A ce stade de la comparaison voiture "ordinaire" et voiture électrique, nous pouvons déjà dire que l'avantage "évident" à l'électricité se discute avec les technologies actuelles. Pour pouvoir faire une comparaison stricte, il faut en tout état de cause :
tenir compte des émissions de fabrication (et éventuellement de démantèlement) dans les deux cas de figure,
raisonner avec des véhicules de poids et performances égales (ce qui en pratique sera souvent difficile), car souvent on compare des véhicules électriques avec des véhicules à essence qui sont en moyenne plus lourds et plus puissants,
ne pas comparer des données "sur papier" pour des véhicules non encore utilisés en série avec des données "en utilisation réelle" pour les véhicules à essence, car chacun sait que les "données constructeur" en ce qui concerne la consommation et les émissions de CO2 sonrt sous-évaluées de 30 à 50% par rapport à la réalité (à tel point que l'on se demande bien à quoi servent ces données totalement irréalistes !),
ne pas oublier de tenir compte des consommations accessoires (chauffage du véhicule, effectué avec de la chaleur fatale du moteur pour les véhicules à essence, mais qui devra provenir soit de la batterie, soit d'un petit système de chauffage.... à pétrole dans le cas des véhicules électriques, et évidemment cela dégradera les performances ; désembuage des vitres, éclairage de la route, sans oublier les mille et un petits moteurs électriques accessoires qui actionnent les lève-vitre, essuie-glaces, réglage des rétroviseurs, et j'en passe),
regarder comment évolue le bilan en fonction de la manière dont l'électricité est produite ; dans le monde 40% l'est avec du charbon et cette proportion monte à 50% pour les USA ou l'Allemagne, et plus encore en Pologne ou en Australie.
Et s'il est une chose certaine, c'est que de mettre la main sur des analyses comparatives de ce type qui seraient complètes et en libre accès est tout sauf facile !
Dans le passage du véhicule à pétrole qui pue et qui pollue au véhicule électrique qui est l'ami des papillons, reste à voir un dernier point de détail : quelle capacité additionnelle de production électrique il faudrait founir pour électrifier le parc actuel de véhicules terrestres qui ne le sont pas déjà (ceux qui le sont déjà sont les trains, les trams et les trolleys, pour l'essentiel).

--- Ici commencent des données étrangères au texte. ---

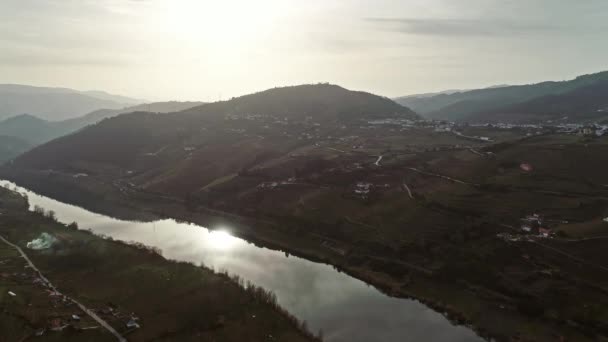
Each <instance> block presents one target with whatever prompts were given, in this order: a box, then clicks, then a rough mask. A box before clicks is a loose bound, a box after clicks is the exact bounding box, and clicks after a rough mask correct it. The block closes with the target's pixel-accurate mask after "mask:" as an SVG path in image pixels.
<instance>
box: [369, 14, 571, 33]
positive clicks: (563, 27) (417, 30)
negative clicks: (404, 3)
mask: <svg viewBox="0 0 608 342" xmlns="http://www.w3.org/2000/svg"><path fill="white" fill-rule="evenodd" d="M365 20H366V21H367V22H370V23H372V24H374V25H376V26H377V27H378V28H379V29H381V30H386V31H394V32H400V33H405V34H413V35H431V36H446V37H453V36H478V37H483V36H515V35H530V34H551V33H554V32H562V31H565V30H566V29H568V27H564V26H559V25H554V24H544V23H525V22H511V21H506V20H502V21H496V20H493V21H490V20H482V19H436V18H433V19H416V18H366V19H365Z"/></svg>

Pour cela nous allons faire un petit calcul pour la France :
La consommation actuelle des transports est de 54 Millions de tonnes équivalent pétrole (1 tonne équivalent pétrole = 11.600 kWh ; voir définitions ici), soit, à énergie finale constante, environ 600 TWh (1 Twh = 1 milliard de kWh).
Dans cet ensemble, environ 5 Mtep vont au transport aérien et maritime, donc les transports terrestres consomment environ 50 Mtep, soit environ 550 TWh. Dans cet ensemble, les véhicules particulers représentent une grosse moitié.
Un moteur thermique a un rendement de l'ordre de 20% en moyenne sur carburant consommé, alors que le moteur électrique a un rendement de 80% sur électricité utilisée, mais...
Le stockage fait perdre 20% environ de l'électricité produite, alors que le stockage de l'essence consomme zéro en première approximation,
les pertes de distribution de l'électricité sont de 8% (de la centrale à la prise basse tension) pour l'électricité, mais plutôt de l'ordre de 2% à 3% pour les carburants,
bref le rendement de la chaîne électrique est de 0,8 (rendement du moteur) * 0,8 (rendement du stockage) * 0,92 (rendement de la distribution) = 60% au total, contre 0,2 (rendement du moteur)* 1 (rendement du stockage) * 0,98 (rendement rendement de la distribution) = 0,2 pour le moteur thermique en première approximation.
la chaine électrique étant donc 2,5 à 3 fois plus efficace que la chaîne "carburants", il faudrait de l'ordre de 200 TWh électriques pour électrifier les véhicules routiers actuels à performances identiques. 200 TWh électriques, c'est une petite moitié de la consommation électrique française (qui est de 450 TWh en gros).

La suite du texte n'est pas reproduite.